Below is a chart of the company's profits assuming a 2.4% topline growth, which is a slight improvement over the 1.7% growth (excluding disposed operations) in 2012. Again, I'm assuming the company can grow slightly faster than in 2012 due to an improving economy and a focus on growing sales now that they have rightsized the company for the past 18 months. I am applying the gross margin percentages (66.6%, 67% and 67.5%) from the last 3 quarters of 2012:

As you can see above, assuming a 2.4% revenue growth rate and 66.6% margins, net income would be $24.6 million. If margins stayed at the upper range of 2012 numbers, then it would yield $71.8 million in net income. Assuming fully diluted shares of 8 million would result in EPS of $3.08 on the low end and $8.97 on the high end.

I also wanted to run the same calculations assuming a 3% growth in revenues to get a sense of just how much operating leverage there is with this company. Here is how the results look:

As you can see above, assuming a 3.0% revenue growth rate and 66.6% margins, net income would be $44 million. If margins stayed at the upper range of 2012 numbers then it would yield $91.4 million in net income. Assuming fully diluted shares of 8 million would result in EPS of $5.50 on the low end and $11.43 on the high end.

This gives you a sense of just how much operating leverage this company has. An improvement of just 0.6% in sales increases EPS by over 60%. The above also gives you an idea of just how close this company is to experiencing exploding net income and EPS numbers.

Ahhh…but what about Share Dilution?

As always with any potential turnaround company, you have to consider any potential share dilutions going forward. Most turnaround companies have some sort of convertible bond issuance from their dark past that scares investors away. This is no different with YRCW.

YRCW currently has a share count of roughly 7.8 million shares. There are two convertible notes: (1) the series B notes are convertible at $14.5 (roughly 7 million shares), and (2) the series A notes are convertible at $34 (roughly 6 million shares).

Assuming the stock does manage to get to $14.50 per share, the diluted share count would grow to 14.8 million shares. This would roughly cut in half the projections above. So on the low end with 2.4% growth and 66.6% gross margins, you would see EPS of about $1.60. If revenues grew 3.0% and margins averaged 67.5%, then diluted EPS would be $6.20.

Now let's assume the stock gets as high as $34 and the series A notes are converted. This would bring total share count to 19.8 million and would drop EPS down to $1.24 on the low end and $4.62 on the high end. The company's stock currently trades at 5.4 times the low end and 1.45 times the higher end (i.e., 3% growth and 67.5% margins).

One thing that is not included in this calculation, though, under the assumption that both share conversions kick in, is the reduced interest expense as a result of the debt associated with those convertible notes going away. If both notes convert, then this would reduce annual interest expense by roughly $24 million (or $1.21 EPS fully based on fully diluted shares of 19.8 million). If you add those to the above estimates, you would get a range of $2.45 to $5.83 EPS.

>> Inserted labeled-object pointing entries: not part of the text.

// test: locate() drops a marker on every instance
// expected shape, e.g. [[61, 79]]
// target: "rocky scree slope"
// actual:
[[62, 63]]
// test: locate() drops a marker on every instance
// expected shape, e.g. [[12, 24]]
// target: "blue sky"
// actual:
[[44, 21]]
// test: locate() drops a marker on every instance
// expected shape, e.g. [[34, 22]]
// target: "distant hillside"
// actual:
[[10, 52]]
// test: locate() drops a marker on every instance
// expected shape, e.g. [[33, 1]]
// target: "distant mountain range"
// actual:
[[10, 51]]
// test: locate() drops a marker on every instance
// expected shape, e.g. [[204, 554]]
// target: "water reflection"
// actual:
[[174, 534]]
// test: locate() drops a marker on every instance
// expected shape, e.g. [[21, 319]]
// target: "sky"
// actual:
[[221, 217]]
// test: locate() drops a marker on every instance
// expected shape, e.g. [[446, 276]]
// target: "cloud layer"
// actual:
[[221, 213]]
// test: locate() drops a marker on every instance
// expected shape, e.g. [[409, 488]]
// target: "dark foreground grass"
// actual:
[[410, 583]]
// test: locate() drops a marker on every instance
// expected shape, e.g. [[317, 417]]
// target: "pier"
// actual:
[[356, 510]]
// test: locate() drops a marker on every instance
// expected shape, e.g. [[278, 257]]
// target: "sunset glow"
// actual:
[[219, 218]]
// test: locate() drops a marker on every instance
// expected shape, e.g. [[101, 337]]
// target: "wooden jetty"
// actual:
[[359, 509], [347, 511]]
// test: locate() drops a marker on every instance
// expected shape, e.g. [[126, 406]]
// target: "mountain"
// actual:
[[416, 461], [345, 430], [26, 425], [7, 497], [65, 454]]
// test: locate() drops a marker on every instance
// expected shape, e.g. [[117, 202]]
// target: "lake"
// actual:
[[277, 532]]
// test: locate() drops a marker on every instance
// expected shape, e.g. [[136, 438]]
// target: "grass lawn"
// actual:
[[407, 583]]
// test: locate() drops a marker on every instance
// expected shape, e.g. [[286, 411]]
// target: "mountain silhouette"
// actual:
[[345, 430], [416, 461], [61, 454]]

And keep in mind that if the company can hit these levels of profitability, they will be in a very good position to renegotiate their loans and significantly reduce the interest expense they pay on their remaining debt, which would again help EPS figures. For example, a 10% reduction in the remaining annual interest expense (excluding interest on convertible notes) would yield $13 million in cost savings which on a fully diluted share count would result in another $0.67 in EPS.

Some Other Interesting Things to Note:

About a month ago the company did a presentation at the BB&T Transportation Conference and there were some interesting things mentioned in this presentation by Jeff Rogers, head of YRC Freight. During Q&A, the topic of debt and how they're going to repay it came up. Mr. Rogers talked about how they have some things in the works without giving any hint at what he was referring to and he also talked about how upcoming pension reform in 2014 should be at least neutral if not positive for them.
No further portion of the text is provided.